ALHAMDULILLAH. Angin bertiup juga menyibak-nyibak soal bacaan
dan kebiasaan membaca para calon intelek dan intelek, peneliti
dan bukan peneliti, dan juga khalayak luas yang telah dibekali
kemampuan membaca.
Dihimbaukan agar manusia Indonesia mencerdaskan diri, menimba
ilmu yang terekam pada jutaan halaman buku, majalah dan naskah.
Supaya tidak tercecer jauh di belakang maka perlu kita ciptakan
kebiasaan baru kebiasaan membaca.
Robah pola konsumsi kalau perlu. Tekan ongkos rokok, rendahkan
tumit sepatu, hemat ongkos kosmetika. Rutin dengan sendirinya
berobah: lebih kerap ke perpustakaan, toko buku dan kios buku
loak, dari sebelumnya.
***
Pada bulan Januari dan Pebruari 1979, kami kejatuhan berkah
mendapat kesempatan melihat-lihat sembilan perpustakaan pusat
Perguruan Tinggi Negeri (tujuh Universitas dan dua IKIP) di
empat pulau, termasuk Jawa.

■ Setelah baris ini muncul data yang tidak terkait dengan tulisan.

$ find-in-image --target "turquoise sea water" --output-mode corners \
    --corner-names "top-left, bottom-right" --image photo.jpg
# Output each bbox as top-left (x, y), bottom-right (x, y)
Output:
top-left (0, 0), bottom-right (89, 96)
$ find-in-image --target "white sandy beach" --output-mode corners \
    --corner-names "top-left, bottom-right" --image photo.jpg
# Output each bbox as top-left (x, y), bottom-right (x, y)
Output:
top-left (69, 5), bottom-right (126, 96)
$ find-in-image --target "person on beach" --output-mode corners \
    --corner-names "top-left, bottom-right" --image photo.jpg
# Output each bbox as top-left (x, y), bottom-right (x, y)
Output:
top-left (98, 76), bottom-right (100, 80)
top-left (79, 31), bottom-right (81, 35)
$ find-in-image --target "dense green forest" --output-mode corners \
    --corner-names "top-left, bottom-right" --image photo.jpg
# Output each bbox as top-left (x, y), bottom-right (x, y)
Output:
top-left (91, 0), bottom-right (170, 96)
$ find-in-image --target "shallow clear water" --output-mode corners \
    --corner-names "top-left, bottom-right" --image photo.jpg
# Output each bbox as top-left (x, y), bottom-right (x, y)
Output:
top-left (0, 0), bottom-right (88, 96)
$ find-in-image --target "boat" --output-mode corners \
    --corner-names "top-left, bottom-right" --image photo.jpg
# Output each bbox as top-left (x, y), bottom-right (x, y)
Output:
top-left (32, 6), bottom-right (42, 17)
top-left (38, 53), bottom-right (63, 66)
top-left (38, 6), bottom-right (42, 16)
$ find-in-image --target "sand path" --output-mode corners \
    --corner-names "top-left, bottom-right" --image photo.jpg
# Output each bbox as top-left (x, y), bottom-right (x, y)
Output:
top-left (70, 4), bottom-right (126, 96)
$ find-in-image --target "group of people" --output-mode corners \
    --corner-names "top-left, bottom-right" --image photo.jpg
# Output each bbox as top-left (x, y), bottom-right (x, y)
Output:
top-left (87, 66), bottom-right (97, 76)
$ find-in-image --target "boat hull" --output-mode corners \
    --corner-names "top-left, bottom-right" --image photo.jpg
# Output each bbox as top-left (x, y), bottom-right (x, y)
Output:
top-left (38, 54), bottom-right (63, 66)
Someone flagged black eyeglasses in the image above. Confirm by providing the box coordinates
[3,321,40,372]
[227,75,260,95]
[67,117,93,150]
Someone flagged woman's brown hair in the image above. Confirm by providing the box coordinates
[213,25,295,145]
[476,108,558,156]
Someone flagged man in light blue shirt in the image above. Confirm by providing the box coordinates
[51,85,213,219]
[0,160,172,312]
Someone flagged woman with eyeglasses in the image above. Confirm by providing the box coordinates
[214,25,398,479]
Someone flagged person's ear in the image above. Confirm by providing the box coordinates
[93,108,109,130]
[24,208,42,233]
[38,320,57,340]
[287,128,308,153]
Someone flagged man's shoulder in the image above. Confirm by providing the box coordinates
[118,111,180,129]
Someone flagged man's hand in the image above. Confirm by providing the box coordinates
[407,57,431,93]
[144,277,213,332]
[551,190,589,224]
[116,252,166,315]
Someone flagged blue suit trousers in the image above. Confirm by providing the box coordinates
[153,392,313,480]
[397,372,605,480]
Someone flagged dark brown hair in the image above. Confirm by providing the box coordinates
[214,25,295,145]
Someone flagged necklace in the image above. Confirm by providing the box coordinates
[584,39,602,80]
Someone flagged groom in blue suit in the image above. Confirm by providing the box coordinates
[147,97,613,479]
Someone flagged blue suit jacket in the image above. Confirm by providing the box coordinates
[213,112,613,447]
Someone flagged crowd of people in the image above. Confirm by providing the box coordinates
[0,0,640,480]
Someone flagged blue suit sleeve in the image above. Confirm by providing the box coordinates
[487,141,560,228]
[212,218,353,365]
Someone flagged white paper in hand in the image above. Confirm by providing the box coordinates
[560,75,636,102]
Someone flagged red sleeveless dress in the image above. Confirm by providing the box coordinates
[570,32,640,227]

Di antaranya terdapat Universitas
Pembina.
Petugas-petugas perpustakaan itu aduhai ramahnya, seperti yang
diharapkan dari pemberi informasi tingkat tinggi pada bangsa
yang terkenal ramah. Keadaan fasilitas fisik pada umumnya
memadai. Perpustakaan tertentu, dari segi fasilitas dan tata
ruang, memberi kesan telah mendekati taraf luar negeri. Yang
pakai permadani juga ada. Banyak dari kepala dan pengelola
perpustakaan itu tamatan atau punya pengalaman luar negeri.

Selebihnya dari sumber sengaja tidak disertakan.